Study the Proofs slides and read Rosen chapters 1.6 and 1.7.

**Theorem:**- Statement that can be proved to be
*true* -
**Proof:** - valid argument establishing the truth of a theorem
**Axioms:**- statements we assume to be true without proof
**Lemma:**- helper theorem used in the proof of a larger theorem
**Corollary:**- theorem that can be established directly from a theorem that has been proved
**Conjecture:**- statement that is
*proposed*to be true

In this tutorial, we will go over four proof techniques along with examples and strategies for doing proofs.

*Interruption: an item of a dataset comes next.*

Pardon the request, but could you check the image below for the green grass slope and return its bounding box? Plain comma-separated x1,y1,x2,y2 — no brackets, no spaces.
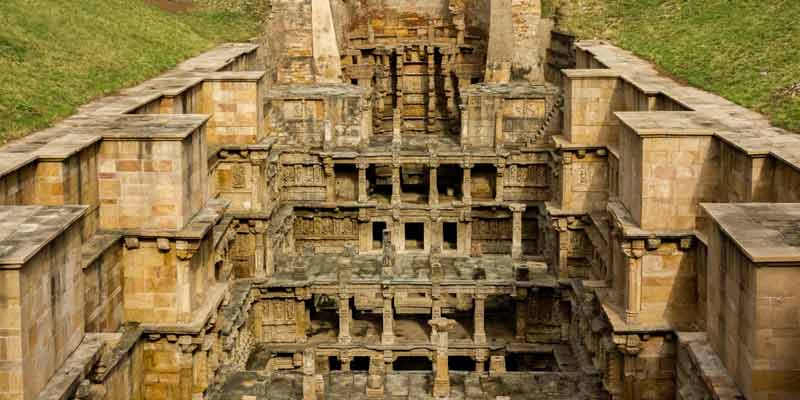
545,0,800,132
0,0,259,145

So far we have used one proof technique: the direct proof, where we have premises and use inference rules and equivalences to prove a conclusion.

*Example 1*

Theorem: if m and n are perfect squares (i.e., m = s^{2}
and n=t^{2}, where s and t are integers) then mn is a perfect square.

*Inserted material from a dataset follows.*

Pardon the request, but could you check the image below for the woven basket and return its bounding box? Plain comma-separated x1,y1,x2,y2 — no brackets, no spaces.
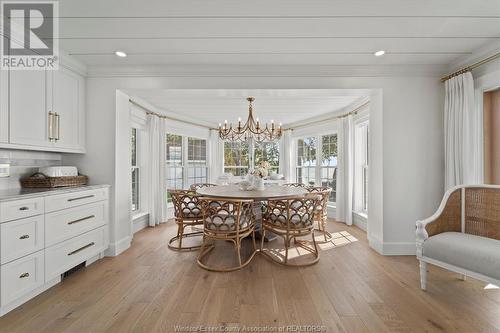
21,172,89,188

Proof. The premise is that m=s^{2} and n = ^{2}t. Therefore mn =
s^{2}t^{2} = (st)^{2}, and therefore mn is a perfect square.

QED.

(QED or Q.E.D.: a Latin term "quod erat demonstrandum" or "what was to be proved", sometimes used to indicate the end of a proof.)

Use a direct proof to show that the sum of two odd integers is even.

(Note: This is exercise 1 in Section 1.6 in the Rosen text.)

show this equivalence, p → q ≡ ¬q → ¬p, by truth table.

*Example 2:*

Show that "if n is an integer and n^{2}+1 is odd,
then n is even", using contraposition.

Proof using contraposition. We must show that if n is odd (n is not even), n^{2}+1 is
even. That is easy: if n is odd, n^{2} is odd,
and therefore n^{2}+1 is
even.

QED

Note: because we had two premises in the example connected with "and", we only have to show that the negation of one of them is true -- it was not necessarily to negate "n is an integer".

A direct proof of example 2 would be more complicated because it
is hard to derive a property of n from the fact that n^{2}+1 is odd (or
is it?).

Finish the proof started in the Quick Test above... Prove by contraposition the conjecture:

If the average of four different integers is 10, then one of the integers is greater than 11.

Use a proof by contraposition to show that if x + y ≥ 2, where x and y are real numbers, then x ≥ 1 or y ≥ 1.

(Note: This is exercise 15 in Section 1.6 in the Rosen text.)

The process of finding a proof is somewhat like trial and error. First we may attempt a direct proof of p→q, but we may not get there. So then we try it "from the other end": ¬q and we may get to the finish line: ¬p.

Why would we not start from q?

Notice that we had
to prove an implication. Remember false → true, but also false →
false.
So how do we prove: "if bananas are straight, then apples are cubes"?
By simply pointing out that bananas are not straight. This is called a
** vacuous ** proof: we can draw ** any
conclusion ** from a false antecedent. To
show that if 0=1 then pigs fly, we simply point out that 0 ≠ 1. Vacuous
proofs occur often as part of a larger proof. For example, we want to
prove P(n) = "if n is an integer and n>1 then n^{2} > n".

To show P(0), we simply point out that 0 is not larger than 1.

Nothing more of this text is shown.